Omaggio a Oriana Fallaci a Firenze: Ugo De Vita racconta "Morirò in piedi"

In una serata evento al Teatro Niccolini, Ugo De Vita legge e racconta "Morirò in piedi" di Riccardo Nencini, sull'ultima giornata di Oriana Fallaci a Firenze. Un'occasione per conoscere la scrittrice e riflettere sui temi più scottanti di attualità.

Omaggio a Oriana Fallaci. Ugo De Vita racconta "Morirò in piedi"

Omaggio a Oriana Fallaci. Ugo De Vita racconta "Morirò in piedi"

Il ricordo di Oriana Fallaci rivive in una serata evento a ingresso libero al teatro Niccolini. Il 6 ottobre (ore 20,45, ingresso gratuito, gradita la prenotazione [email protected]), Ugo De Vita legge e racconta "Oriana Fallaci. Morirò in piedi" di Riccardo Nencini (Polistampa), con Andrea Sernesi che al violoncello eseguirà musiche di Bach. "Qui si racconta il romanzo – dice De Vita - ma prima e più ancora dell’atmosfera ’teatrale’, che il luogo splendido del Niccolini ispira e il racconto evoca, c’è una storia che è una umanissima confessione laica".

"Sono orgoglioso – dice l’editore Antonio Pagliai - di aver contribuito con un’edizione che contiene piccoli segreti che solo ora possono essere disvelati (non chiedetene la ragione), e ora con questo evento al Niccolini, a mantenere viva la memoria di Oriana. Un’opportunità per restituire la scrittrice alla sua città, fuori dai pregiudizi". In "Morirò in piedi" Nencini, che della Fallaci fu amico, ripercorre momento dopo momento l’intera giornata che passarono insieme poco prima della morte di lei - che decise di morire nella sua città - affrontando i temi più scottanti di attualità. Più di un incontro culturale o di una pièce, al Niccolini si ’racconterà’ un incontro, un’amicizia sulla soglia del ’congedo’ con la vita.

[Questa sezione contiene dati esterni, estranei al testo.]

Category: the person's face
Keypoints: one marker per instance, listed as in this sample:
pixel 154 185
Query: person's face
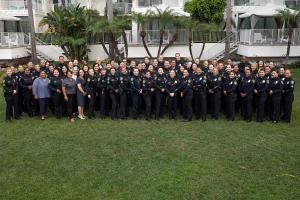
pixel 167 64
pixel 199 71
pixel 37 68
pixel 274 74
pixel 27 71
pixel 288 74
pixel 91 72
pixel 148 75
pixel 215 71
pixel 150 68
pixel 194 67
pixel 43 74
pixel 124 70
pixel 136 72
pixel 247 73
pixel 112 71
pixel 261 73
pixel 160 71
pixel 70 75
pixel 172 74
pixel 9 72
pixel 281 71
pixel 56 73
pixel 81 73
pixel 185 73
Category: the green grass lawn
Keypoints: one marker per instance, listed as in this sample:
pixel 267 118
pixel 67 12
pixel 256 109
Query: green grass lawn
pixel 104 159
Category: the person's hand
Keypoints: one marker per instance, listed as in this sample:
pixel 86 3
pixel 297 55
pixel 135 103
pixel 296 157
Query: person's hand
pixel 271 92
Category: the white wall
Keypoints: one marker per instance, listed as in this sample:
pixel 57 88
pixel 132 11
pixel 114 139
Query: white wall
pixel 267 51
pixel 13 53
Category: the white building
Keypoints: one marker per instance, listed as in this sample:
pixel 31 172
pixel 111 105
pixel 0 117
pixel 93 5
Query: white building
pixel 257 34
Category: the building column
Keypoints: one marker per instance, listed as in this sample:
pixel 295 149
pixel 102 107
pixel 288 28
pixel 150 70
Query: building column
pixel 134 32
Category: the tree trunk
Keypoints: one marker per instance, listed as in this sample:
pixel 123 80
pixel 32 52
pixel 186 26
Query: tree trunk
pixel 125 43
pixel 202 50
pixel 32 32
pixel 110 19
pixel 174 38
pixel 161 38
pixel 228 28
pixel 143 35
pixel 190 45
pixel 103 44
pixel 290 35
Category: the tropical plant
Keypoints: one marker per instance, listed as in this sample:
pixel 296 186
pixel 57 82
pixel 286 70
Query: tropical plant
pixel 165 17
pixel 70 27
pixel 228 28
pixel 290 19
pixel 178 23
pixel 141 20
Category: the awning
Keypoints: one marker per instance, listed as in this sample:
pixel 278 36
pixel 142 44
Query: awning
pixel 177 11
pixel 268 10
pixel 6 17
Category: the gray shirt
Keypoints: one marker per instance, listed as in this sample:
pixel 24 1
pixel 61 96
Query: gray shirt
pixel 70 85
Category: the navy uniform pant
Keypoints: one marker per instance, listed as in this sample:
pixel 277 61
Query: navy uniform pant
pixel 11 106
pixel 187 106
pixel 287 106
pixel 124 105
pixel 247 106
pixel 200 105
pixel 260 101
pixel 148 105
pixel 172 105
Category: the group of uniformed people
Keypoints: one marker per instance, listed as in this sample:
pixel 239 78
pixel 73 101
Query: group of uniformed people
pixel 151 87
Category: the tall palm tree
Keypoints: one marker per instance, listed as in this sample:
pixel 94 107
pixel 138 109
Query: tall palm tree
pixel 178 23
pixel 70 26
pixel 165 17
pixel 110 16
pixel 228 28
pixel 141 20
pixel 32 32
pixel 290 19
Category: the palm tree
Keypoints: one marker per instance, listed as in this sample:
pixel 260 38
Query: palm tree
pixel 141 20
pixel 32 32
pixel 178 23
pixel 290 19
pixel 70 26
pixel 228 28
pixel 165 17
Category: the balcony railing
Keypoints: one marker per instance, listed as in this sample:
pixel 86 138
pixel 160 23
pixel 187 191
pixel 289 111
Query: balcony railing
pixel 123 7
pixel 268 36
pixel 255 2
pixel 19 5
pixel 13 39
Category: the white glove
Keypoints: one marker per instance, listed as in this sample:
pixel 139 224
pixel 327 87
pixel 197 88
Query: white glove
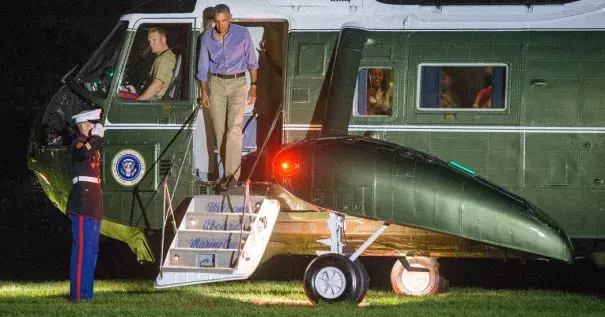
pixel 98 130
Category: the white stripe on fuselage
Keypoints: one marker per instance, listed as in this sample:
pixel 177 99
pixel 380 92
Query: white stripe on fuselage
pixel 466 129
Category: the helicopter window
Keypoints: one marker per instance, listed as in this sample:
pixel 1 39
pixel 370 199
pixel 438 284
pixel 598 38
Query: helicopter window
pixel 470 87
pixel 374 92
pixel 98 72
pixel 169 66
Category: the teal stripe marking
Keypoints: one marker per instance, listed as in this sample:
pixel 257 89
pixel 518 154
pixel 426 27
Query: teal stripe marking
pixel 466 169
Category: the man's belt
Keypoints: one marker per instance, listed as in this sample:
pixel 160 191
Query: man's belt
pixel 85 179
pixel 230 76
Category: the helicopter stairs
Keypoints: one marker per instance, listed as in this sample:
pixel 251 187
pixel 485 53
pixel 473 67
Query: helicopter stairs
pixel 221 238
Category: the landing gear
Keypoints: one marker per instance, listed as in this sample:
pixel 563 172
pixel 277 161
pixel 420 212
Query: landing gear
pixel 335 278
pixel 417 276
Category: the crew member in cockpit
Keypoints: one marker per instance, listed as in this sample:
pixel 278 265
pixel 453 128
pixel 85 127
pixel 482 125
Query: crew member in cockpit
pixel 161 71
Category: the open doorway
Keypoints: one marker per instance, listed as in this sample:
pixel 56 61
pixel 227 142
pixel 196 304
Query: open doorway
pixel 270 42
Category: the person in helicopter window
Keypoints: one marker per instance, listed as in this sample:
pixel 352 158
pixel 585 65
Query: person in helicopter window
pixel 380 93
pixel 161 71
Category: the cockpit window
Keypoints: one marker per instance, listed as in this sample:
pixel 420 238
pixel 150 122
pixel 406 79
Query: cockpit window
pixel 159 53
pixel 374 95
pixel 98 72
pixel 462 87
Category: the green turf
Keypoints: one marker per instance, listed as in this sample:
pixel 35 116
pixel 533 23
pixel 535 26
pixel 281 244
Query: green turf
pixel 139 298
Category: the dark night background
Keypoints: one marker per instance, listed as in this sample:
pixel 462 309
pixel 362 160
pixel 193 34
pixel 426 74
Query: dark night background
pixel 45 39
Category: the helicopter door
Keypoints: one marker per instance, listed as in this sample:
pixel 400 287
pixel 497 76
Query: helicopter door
pixel 270 58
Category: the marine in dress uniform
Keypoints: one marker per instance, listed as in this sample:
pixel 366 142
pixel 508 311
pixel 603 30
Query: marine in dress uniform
pixel 85 203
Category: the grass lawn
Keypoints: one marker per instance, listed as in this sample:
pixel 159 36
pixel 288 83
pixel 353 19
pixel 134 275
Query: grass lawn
pixel 139 298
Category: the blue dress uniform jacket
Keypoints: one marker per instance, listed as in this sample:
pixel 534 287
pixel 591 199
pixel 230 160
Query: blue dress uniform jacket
pixel 85 206
pixel 86 198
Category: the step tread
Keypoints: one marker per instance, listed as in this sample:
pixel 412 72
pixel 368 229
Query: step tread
pixel 204 249
pixel 199 269
pixel 212 231
pixel 205 213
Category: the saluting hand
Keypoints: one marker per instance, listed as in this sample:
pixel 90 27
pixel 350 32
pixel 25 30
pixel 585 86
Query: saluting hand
pixel 98 130
pixel 252 95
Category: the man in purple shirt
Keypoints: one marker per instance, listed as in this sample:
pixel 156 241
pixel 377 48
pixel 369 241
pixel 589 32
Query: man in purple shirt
pixel 226 53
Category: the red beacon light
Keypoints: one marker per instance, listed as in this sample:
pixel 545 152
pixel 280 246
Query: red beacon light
pixel 285 167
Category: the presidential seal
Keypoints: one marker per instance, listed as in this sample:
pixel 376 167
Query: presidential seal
pixel 128 167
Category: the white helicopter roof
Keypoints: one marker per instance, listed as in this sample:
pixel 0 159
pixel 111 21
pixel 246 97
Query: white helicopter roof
pixel 332 15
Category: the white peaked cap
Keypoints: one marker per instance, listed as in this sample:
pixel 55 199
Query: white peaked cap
pixel 87 115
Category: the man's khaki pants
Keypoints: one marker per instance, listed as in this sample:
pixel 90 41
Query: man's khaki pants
pixel 227 107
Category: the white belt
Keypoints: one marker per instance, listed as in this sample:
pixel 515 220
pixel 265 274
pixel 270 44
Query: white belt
pixel 85 179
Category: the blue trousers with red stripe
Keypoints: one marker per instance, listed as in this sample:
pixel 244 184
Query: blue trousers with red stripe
pixel 84 252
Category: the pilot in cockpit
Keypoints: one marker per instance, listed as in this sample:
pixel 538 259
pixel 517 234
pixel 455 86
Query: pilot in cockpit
pixel 161 72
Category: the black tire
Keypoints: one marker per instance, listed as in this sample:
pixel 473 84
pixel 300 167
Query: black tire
pixel 421 277
pixel 348 280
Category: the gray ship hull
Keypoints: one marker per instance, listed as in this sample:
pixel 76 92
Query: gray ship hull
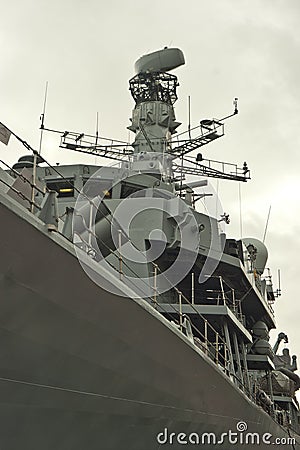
pixel 82 368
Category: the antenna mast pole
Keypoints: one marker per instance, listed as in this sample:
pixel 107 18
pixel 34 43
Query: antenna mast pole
pixel 267 223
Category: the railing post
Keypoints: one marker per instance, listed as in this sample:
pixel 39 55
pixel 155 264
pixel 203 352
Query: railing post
pixel 120 255
pixel 222 290
pixel 193 288
pixel 33 181
pixel 90 224
pixel 217 348
pixel 205 336
pixel 180 310
pixel 155 285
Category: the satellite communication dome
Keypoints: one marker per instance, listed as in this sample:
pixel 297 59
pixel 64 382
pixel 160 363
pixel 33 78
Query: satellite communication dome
pixel 261 255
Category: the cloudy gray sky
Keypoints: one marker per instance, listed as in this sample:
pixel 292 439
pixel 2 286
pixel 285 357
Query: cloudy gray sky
pixel 234 48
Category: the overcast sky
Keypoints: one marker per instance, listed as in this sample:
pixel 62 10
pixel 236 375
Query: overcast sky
pixel 233 48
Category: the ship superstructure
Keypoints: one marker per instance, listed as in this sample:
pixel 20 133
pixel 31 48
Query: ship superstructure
pixel 185 343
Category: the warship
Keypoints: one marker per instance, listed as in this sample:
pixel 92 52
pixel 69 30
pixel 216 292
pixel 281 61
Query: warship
pixel 129 320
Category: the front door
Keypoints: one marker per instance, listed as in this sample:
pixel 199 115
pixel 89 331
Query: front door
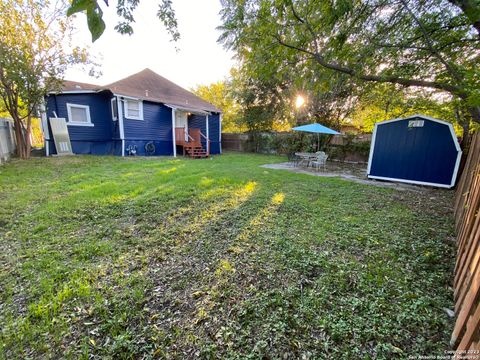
pixel 181 121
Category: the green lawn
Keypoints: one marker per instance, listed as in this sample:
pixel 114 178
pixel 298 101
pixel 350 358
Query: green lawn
pixel 159 258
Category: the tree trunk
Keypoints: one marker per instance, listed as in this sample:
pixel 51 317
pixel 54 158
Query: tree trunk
pixel 22 137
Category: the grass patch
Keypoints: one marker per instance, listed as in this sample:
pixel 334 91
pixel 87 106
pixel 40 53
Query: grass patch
pixel 176 258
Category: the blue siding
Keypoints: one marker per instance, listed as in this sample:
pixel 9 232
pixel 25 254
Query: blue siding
pixel 104 136
pixel 426 154
pixel 100 115
pixel 156 126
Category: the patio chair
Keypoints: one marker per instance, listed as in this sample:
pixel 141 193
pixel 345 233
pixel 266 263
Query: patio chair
pixel 321 160
pixel 294 159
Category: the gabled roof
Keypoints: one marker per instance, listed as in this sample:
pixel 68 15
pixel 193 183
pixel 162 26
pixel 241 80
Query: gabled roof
pixel 147 85
pixel 78 86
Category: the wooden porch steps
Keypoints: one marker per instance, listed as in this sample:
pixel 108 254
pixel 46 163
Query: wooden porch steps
pixel 191 143
pixel 195 151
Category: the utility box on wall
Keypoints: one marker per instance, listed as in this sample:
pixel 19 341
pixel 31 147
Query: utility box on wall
pixel 417 149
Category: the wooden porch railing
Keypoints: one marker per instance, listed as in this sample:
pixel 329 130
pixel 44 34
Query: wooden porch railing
pixel 191 139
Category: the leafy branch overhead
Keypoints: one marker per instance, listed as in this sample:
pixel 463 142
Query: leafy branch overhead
pixel 433 45
pixel 125 10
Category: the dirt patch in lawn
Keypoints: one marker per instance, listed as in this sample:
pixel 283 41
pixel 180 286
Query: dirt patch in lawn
pixel 349 171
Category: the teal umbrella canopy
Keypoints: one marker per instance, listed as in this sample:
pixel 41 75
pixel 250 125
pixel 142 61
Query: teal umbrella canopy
pixel 316 128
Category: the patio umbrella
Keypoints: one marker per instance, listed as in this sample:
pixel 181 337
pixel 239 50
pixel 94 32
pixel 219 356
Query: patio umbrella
pixel 316 129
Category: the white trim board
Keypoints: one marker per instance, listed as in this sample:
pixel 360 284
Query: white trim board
pixel 78 123
pixel 140 109
pixel 454 138
pixel 220 132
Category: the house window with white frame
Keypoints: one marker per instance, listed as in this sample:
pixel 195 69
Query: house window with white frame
pixel 79 115
pixel 114 106
pixel 134 109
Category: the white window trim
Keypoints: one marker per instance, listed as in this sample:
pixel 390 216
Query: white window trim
pixel 73 123
pixel 140 110
pixel 114 118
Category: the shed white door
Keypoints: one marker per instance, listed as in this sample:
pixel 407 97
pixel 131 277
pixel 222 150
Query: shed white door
pixel 181 121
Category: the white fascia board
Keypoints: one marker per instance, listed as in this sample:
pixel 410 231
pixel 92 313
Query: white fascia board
pixel 127 97
pixel 187 109
pixel 74 92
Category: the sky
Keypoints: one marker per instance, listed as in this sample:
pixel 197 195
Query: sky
pixel 200 59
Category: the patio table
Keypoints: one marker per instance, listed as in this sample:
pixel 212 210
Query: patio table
pixel 305 158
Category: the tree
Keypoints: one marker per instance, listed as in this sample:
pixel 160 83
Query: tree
pixel 32 60
pixel 220 95
pixel 125 10
pixel 422 44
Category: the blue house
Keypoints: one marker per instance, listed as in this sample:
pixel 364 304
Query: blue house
pixel 416 150
pixel 143 114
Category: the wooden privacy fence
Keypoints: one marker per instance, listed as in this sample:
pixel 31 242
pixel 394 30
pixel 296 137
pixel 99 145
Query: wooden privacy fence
pixel 466 335
pixel 7 139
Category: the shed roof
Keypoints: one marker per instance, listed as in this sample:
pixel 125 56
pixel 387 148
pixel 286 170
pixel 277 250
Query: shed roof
pixel 148 85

Dopo un breve dialogo tra l’autore Riccardo Nencini e Antonio Pagliai, editore di questo che si è rivelato un autentico caso letterario, tradotto e distribuito in Italia e all’estero, De Vita, tra le voci più apprezzate del teatro italiano, leggerà alcuni brani più significativi del libro, in cui "le parole di Nencini si fanno sguardi, emozioni vive". Una lettura-racconto tra memorie e aneddoti in cui darà vita ad un’ora di letteratura e divulgazione. "Mi piacerebbe vedere tra il pubblico studenti e giovani, che non sanno fino in fondo chi era Oriana" dice De Vita. Quella al Niccolini è un’occasione imperdibile per poter cogliere la "forza evocativa" delle confidenze di Oriana tratte dall’opera di Riccardo Nencini.